The term peperino was originally used for volcanic rocks of grey tone and granular texture, with resemblance to ground pepper, derived from phreatomagmatic eruptions of Colli Albani (i.e. Peperino di Marino, Peperino di Gabii). However, the term peperino (with the piperno variety) was extended to other volcanic rocks of central Italy that span a range of magma compositions, eruption styles and magnitudes. Peperino examples are mainly related to the potassic and ultrapotassic magmatism of the Roman and Campanian provinces (Middle to Upper Pleistocene), with mafic (K-foidites) to differentiated (trachites and phonolites) compositions, with a few exceptions related to silicic magmatism of Pliocene-Lower Pleistocene (e.g. Peperino di Viterbo from the Cimini Mountains). With one exception, peperino rocks are related to explosive eruptions ranging from small-scale phreatomagmatic events associated with diatremes, maars and tuff rings to moderate to large pyroclastic currents associated with major caldera-forming events (Table 3).

The different magma compositions, eruptive styles and geological settings with which peperino rocks are associated result in a range of componentry. The unifying features of all peperino rocks are the grey tone, the granular appearance, and the lithified ash matrix. However, the juvenile components may vary from dark, poorly vesicular scoria in phreatomagmatic cases to flattened scoria or pumice (fiamme) in welded ignimbrite cases. Early authors, such as Gmelin (1814) and Brocchi (1817), also pointed to the characteristic occurrence of both black (accessory lava) and white (accidental limestone) lithic clasts in some peperino examples (e.g. Peperino di Marino).

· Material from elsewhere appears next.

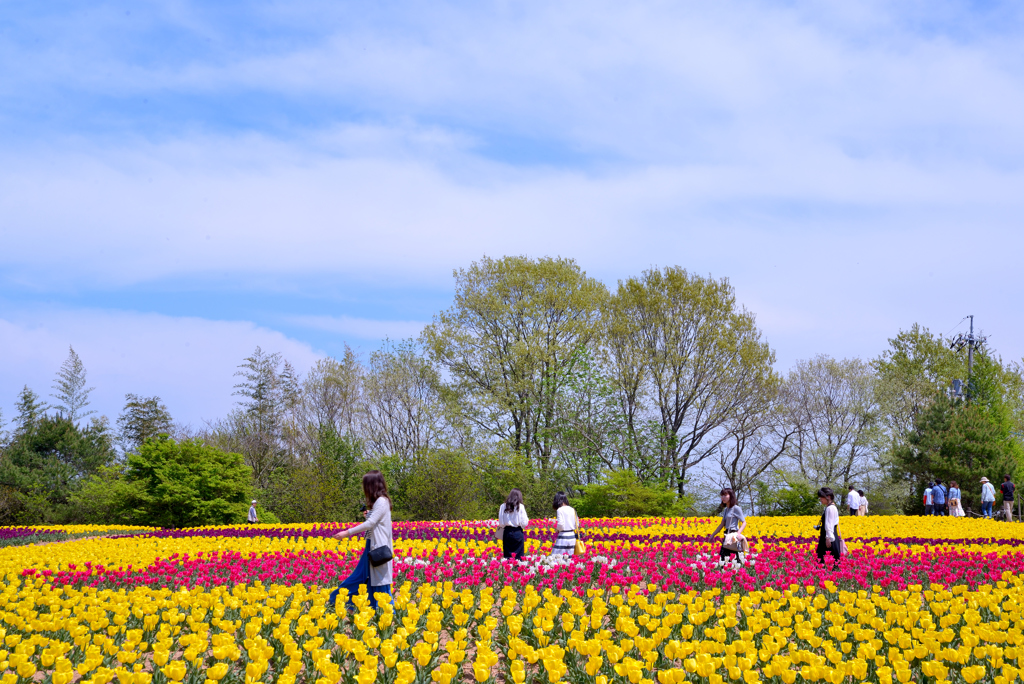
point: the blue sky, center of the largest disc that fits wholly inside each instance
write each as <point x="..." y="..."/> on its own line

Peperino stones play a major role in the history of construction, sculpture and archaeology, yet the term lacks a rigorous geologic definition. Peperino can only be used informally as a generic, purely descriptive term, which cannot be related to a specific composition or volcanic process. In this regard, attempts to use its offshoot term, peperite, remain ambiguous and lack general consensus among geologists.

The reference peperino examples from central Italy volcanoes may be useful for comparison with similar rock types that are common in volcanic environments worldwide. However, we do not claim for a broad use of the term in place of, or in addition to, the existing well-established terminology for volcanic lithofacies. We suggest that peperino can be used mainly in geo-archaeological and cultural heritage contexts to describe a light, porous, poorly sorted pyroclastic rock consisting of lapilli-sized juvenile and accessory and accidental lithic clasts, supported in a lithified ash matrix typically grey in tone. Detailed textural and compositional characterization may allow identification of a specific peperino type and its source area, relevant for provenance studies and restoration interventions.